Pandemia, 12




Voy a comprar el pan en la panadería del barrio. Como todas las mañanas se forma una larga cola que ocupa un trecho de la calle, dobla la esquina y continúa por la perpendicular, cambio de planes y me dirijo a otra panadería que está un poco más lejos. Llevo la bolsa del pan bien a la vista para que nadie sospeche de mis intenciones. Ha pasado una patrulla de la Policía Local, pero no me han dicho nada. En la panadería, compro una barra de trigo y una barra de centeno. La empleada se lava las manos con gel hidroalcohólico después de darme la vuelta. Está todo tan triste, se queja. Quién nos lo iba a decir hace unos días, digo yo. En esta panadería no venden pasteles, así que prosigo mi desvío hasta la única pastelería abierta que hay en el pueblo. Los pasteles me permiten alargar el paseo y son a la vez un acicate para prolongar las sobremesas familiares del confinamiento. La empleada se resguarda tras una mampara de plástico. No hay nadie, se queja, la gente tiene miedo. Quién nos lo iba a decir hace unos días, asiento yo apesadumbrado. Me da el tique de compra: Por si te lo piden, dice. Sin más divagaciones, emprendo la vuelta a casa. Pero observo que en el cruce de las dos avenidas principales, la Guardia Civil ha montado un control.
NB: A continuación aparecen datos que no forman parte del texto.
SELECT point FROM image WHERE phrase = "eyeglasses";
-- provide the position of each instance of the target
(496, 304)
No tengo nada que temer, desde luego. La bolsa del pan, la bandeja de pasteles y el tique que demuestra dónde he hecho la compra me proporcionan una coartada impecable. Aun así, nunca se sabe. Doy un rodeo por si acaso, aunque me preocupa la gente de los balcones. Tal vez se hayan dado cuenta de que tantas vueltas y tanto tiempo de paseo carecen de justificación. Algunos de estos vigilantes espontáneos increpan a quienes consideran que se están saltando el confinamiento. Lo correcto, según las autoridades, sería hacer la compra una vez a la semana o al mes. Por todo ello, apresuro el paso. Me cruzo con una serie de individuos sospechosos: quizás sean trabajadores esenciales, quizás simples compradores de pan como yo. Cuando llego al portal de mi casa, calculo que habré andado un kilómetro en cerca de cuarenta minutos, lo que supone una media bastante alejada de los 5,3 km/h en que se estima la velocidad estándar al caminar. Con la mala conciencia del infractor, miro a ver si me ha seguido alguien. Estoy a salvo. Dedico las últimas bocanadas de aire libre a contemplar el vuelo de las golondrinas y los pampullos que florecen en el descampado.